Reed is a New Orleans native, who graduated from the Manship School in 2013 with a concentration in broadcast journalism. Growing up in New Orleans, the news was a large part of her life and she always knew that she wanted to be a part of it.
“I thought that I wanted to be involved with the reporting side of news but I liked producing better,” Reed said, “I love being behind the scenes, having an idea and getting to produce it and watch it come to life.”
Producing a newscast entails working closely with an entire newsroom team to gather information, assign reporters to various projects, handle breaking news, organize the flow of a show and all the information it will contain – from reporter stories to weather updates and traffic information to graphics to where the anchors will stand or sit during each part of the newscast.
Reed said the Manship School provided her with the tools that she needed to be successful in her career. When she first got to LSU, the Manship School felt personal to her, like a family. Reed shared that the Manship School cultivated her knowledge of communication and ethics. During her time at the Manship School, Reed was one of the producers for Tiger TV.
“I am thankful for Tiger TV because it resembles a real newsroom and allowed me to practice and build confidence while also providing a safety net for me to learn and make mistakes. When I graduated, I was prepared for the work force,” Reed said.
After graduating from the Manship School, Reed knew that she wanted to work in a top ten television market and made her way to San Antonio and Atlanta but missed the community feel of Baton Rouge and New Orleans. This led her to come home to Louisiana and return to WAFB – TV.
A typically workday for Reed starts with her coming to work at 1 a.m. to prepare the morning show that begins airing at 4:30 a.m. Her team usually arrives at 11 pm to monitor current events that have happened in the community and around the world that night. Reed plays a supervisory role and reviews the material that airs on WAFB’s morning show.
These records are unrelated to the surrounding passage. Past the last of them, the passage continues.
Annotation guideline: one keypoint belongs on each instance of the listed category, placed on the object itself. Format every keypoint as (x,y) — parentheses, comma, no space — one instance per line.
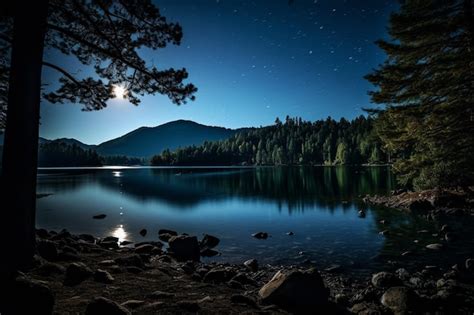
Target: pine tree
(426,85)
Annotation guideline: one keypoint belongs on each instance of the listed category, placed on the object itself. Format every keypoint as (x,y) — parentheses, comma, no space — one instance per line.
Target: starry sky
(252,60)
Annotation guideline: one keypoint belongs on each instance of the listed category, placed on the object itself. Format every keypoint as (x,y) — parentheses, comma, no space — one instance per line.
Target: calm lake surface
(319,204)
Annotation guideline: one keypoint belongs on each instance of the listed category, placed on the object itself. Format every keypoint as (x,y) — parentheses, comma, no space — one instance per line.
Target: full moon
(120,91)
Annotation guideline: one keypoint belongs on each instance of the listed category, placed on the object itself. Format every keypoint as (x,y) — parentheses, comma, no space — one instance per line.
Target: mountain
(148,141)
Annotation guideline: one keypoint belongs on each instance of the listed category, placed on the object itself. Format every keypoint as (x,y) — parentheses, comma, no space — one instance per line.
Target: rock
(400,299)
(87,237)
(133,304)
(103,276)
(385,279)
(27,294)
(251,264)
(101,306)
(99,216)
(242,299)
(208,242)
(130,260)
(260,235)
(76,273)
(47,250)
(219,275)
(209,252)
(184,247)
(42,233)
(144,249)
(469,264)
(161,295)
(435,246)
(295,290)
(402,273)
(48,269)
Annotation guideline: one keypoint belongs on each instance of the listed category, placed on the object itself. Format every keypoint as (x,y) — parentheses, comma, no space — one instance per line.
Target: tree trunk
(20,153)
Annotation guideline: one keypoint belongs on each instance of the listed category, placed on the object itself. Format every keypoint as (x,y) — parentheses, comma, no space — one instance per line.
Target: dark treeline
(293,142)
(57,154)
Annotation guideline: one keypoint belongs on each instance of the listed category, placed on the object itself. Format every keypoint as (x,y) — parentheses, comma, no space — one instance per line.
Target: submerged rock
(400,299)
(385,279)
(99,216)
(295,290)
(184,247)
(260,235)
(101,306)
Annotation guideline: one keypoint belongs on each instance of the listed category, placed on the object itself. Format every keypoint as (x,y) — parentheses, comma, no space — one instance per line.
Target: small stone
(76,273)
(103,276)
(400,299)
(385,279)
(99,216)
(435,246)
(101,306)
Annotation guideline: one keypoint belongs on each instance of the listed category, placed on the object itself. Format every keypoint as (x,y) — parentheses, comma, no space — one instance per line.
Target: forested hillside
(293,142)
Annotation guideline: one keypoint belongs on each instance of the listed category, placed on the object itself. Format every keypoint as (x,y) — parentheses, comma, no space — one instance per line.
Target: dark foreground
(80,274)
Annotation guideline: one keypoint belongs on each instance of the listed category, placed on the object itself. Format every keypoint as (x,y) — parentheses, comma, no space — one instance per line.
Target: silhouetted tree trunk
(21,135)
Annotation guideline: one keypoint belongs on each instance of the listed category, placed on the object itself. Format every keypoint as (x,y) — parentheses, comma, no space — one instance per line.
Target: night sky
(251,61)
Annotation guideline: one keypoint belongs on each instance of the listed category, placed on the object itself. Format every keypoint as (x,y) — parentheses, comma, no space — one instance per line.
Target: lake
(320,205)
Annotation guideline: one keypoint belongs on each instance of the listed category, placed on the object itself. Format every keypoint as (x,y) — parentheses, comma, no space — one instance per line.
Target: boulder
(260,235)
(101,306)
(400,299)
(385,279)
(295,290)
(184,247)
(251,264)
(103,276)
(47,250)
(76,273)
(28,294)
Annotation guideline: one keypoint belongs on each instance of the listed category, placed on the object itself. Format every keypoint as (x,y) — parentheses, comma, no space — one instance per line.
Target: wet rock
(99,216)
(144,249)
(251,264)
(402,273)
(219,275)
(42,233)
(295,290)
(130,260)
(243,299)
(103,276)
(87,237)
(184,247)
(26,294)
(208,242)
(385,279)
(260,235)
(76,273)
(469,264)
(132,304)
(49,268)
(161,295)
(435,246)
(101,306)
(47,250)
(400,299)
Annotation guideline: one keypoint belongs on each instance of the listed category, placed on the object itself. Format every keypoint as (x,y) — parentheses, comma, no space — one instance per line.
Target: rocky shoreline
(81,274)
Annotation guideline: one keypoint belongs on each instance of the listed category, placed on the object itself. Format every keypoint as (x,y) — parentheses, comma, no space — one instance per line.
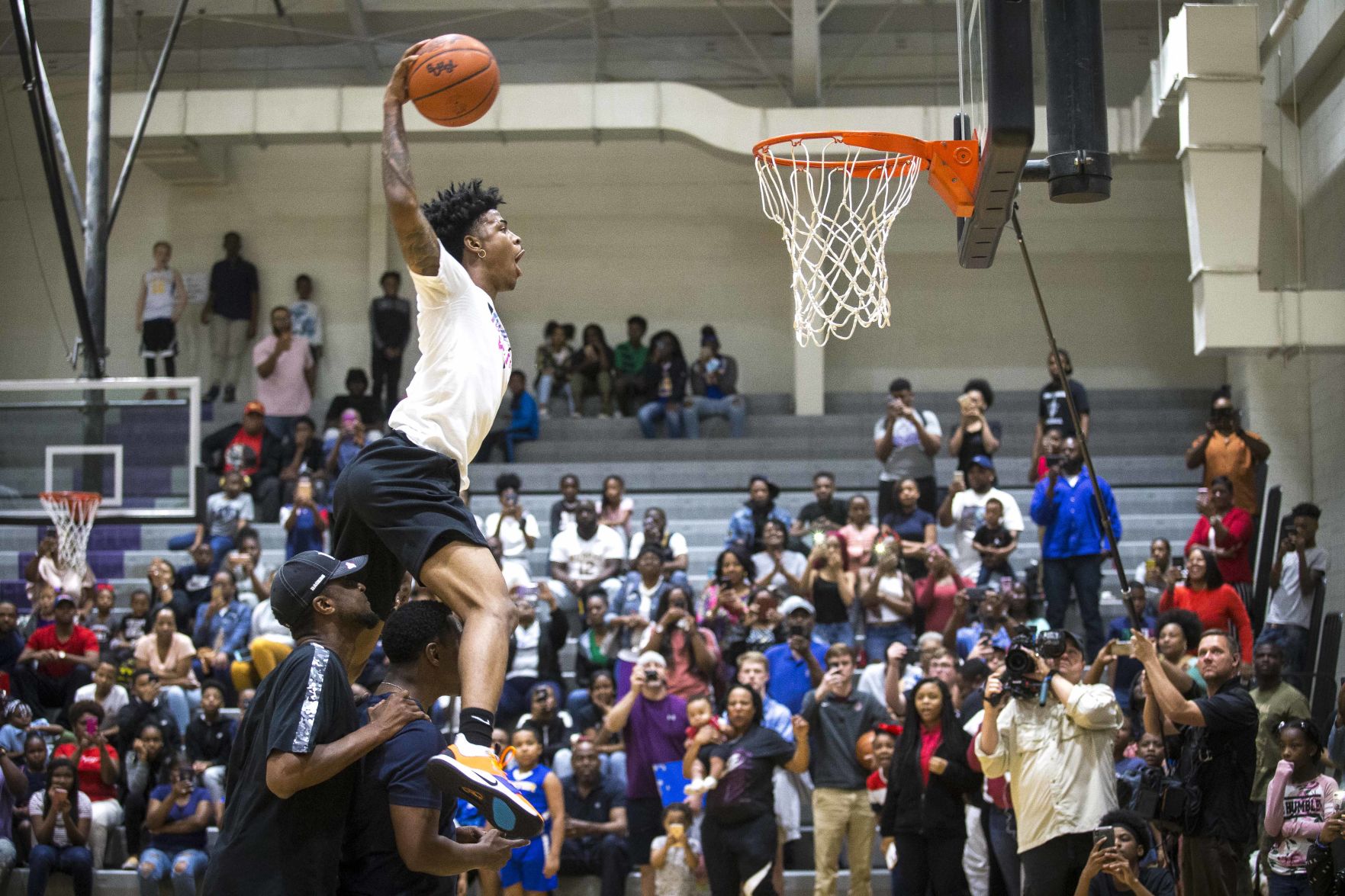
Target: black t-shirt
(1052,409)
(597,806)
(835,512)
(1156,880)
(974,443)
(745,788)
(287,846)
(393,776)
(232,284)
(1220,759)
“I love doing what I do, I feel fulfilled, it feels like I’m doing a service to my community,” Reed Said.
Lauren Leist is a Mississippi native who received her bachelor’s and master’s degree from the Manship School. After graduating from the Manship School with her master’s degree in 2015, she became Louisiana Gov. John Bel Edwards’ speechwriter.
“My first speech for Gov. Edwards was his inaugural address. There was a line I wrote in the speech that said, “If there are two things we’ll never run out of in Louisiana – it’s gumbo and gumption’ and I believe the phrase still rings true today,” Leist said.
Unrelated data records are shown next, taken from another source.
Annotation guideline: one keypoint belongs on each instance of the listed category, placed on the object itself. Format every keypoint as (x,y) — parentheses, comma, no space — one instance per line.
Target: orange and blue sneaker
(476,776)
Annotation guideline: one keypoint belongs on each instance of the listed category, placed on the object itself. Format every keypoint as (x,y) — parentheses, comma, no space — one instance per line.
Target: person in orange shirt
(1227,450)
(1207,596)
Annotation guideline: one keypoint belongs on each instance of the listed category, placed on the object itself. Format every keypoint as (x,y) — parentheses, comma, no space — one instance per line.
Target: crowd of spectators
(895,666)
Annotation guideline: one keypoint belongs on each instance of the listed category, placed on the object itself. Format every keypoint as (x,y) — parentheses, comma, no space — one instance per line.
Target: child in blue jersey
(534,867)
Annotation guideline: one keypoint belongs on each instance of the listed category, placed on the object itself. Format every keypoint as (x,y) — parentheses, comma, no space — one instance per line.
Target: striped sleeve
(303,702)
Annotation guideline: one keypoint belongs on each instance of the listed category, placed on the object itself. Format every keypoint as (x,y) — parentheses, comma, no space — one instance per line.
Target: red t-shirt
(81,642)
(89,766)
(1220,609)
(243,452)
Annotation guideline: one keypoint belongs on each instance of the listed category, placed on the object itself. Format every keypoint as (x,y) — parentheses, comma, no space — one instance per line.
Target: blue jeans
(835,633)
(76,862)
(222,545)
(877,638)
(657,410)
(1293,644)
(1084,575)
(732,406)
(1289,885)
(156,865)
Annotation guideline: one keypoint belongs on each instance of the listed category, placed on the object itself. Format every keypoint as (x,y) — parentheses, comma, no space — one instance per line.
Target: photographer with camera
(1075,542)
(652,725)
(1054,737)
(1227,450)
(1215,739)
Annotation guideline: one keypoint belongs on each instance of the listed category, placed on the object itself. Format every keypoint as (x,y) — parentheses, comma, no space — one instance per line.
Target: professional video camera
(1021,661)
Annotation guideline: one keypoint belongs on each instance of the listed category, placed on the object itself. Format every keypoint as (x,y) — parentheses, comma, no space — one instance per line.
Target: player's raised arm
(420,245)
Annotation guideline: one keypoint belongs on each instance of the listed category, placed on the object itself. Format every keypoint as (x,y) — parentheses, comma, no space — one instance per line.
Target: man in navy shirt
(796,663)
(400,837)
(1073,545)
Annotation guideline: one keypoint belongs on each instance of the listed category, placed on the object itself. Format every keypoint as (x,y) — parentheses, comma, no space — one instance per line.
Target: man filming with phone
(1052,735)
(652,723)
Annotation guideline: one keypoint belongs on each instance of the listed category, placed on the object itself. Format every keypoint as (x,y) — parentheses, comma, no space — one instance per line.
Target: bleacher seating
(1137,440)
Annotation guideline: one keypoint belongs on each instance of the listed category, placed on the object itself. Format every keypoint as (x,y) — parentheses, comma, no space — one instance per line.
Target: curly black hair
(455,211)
Leist is from Laurel, Mississippi and worked for her hometown newspaper while she was in high school. She chose LSU because the Manship School is one of the top journalism programs in the country and one of the few schools to offer a political communication concentration.
After graduating with her bachelor’s degree, Leist decided to continue her education at the Manship School and pursue a master’s degree.
The most influential class that Leist took while at the Manship School was a political communication writing class with Professor Robert Mann. The class heavily focused on political speech writing and she was able to hone her craft.
The next summer, Leist took the opportunity to do a study abroad program with the Manship School, and Mann was one of the professors on that trip. Leist remembers sitting at a restaurant their first night in Istanbul and telling Mann that she might want to pursue speech writing professionally.
“About a year later when John Bel Edwards won the governor’s election, Robert Mann recommended me to the transition team, I interviewed and ended up getting the job,” Leist said.
Leist is grateful for the opportunities that the Manship School has provided and the places that it has taken her.
“Don’t be afraid of going to your professor’s office hours because the better that they know you and your goals, the better they can help you and give you advice that just might land you your dream job,” Leist said.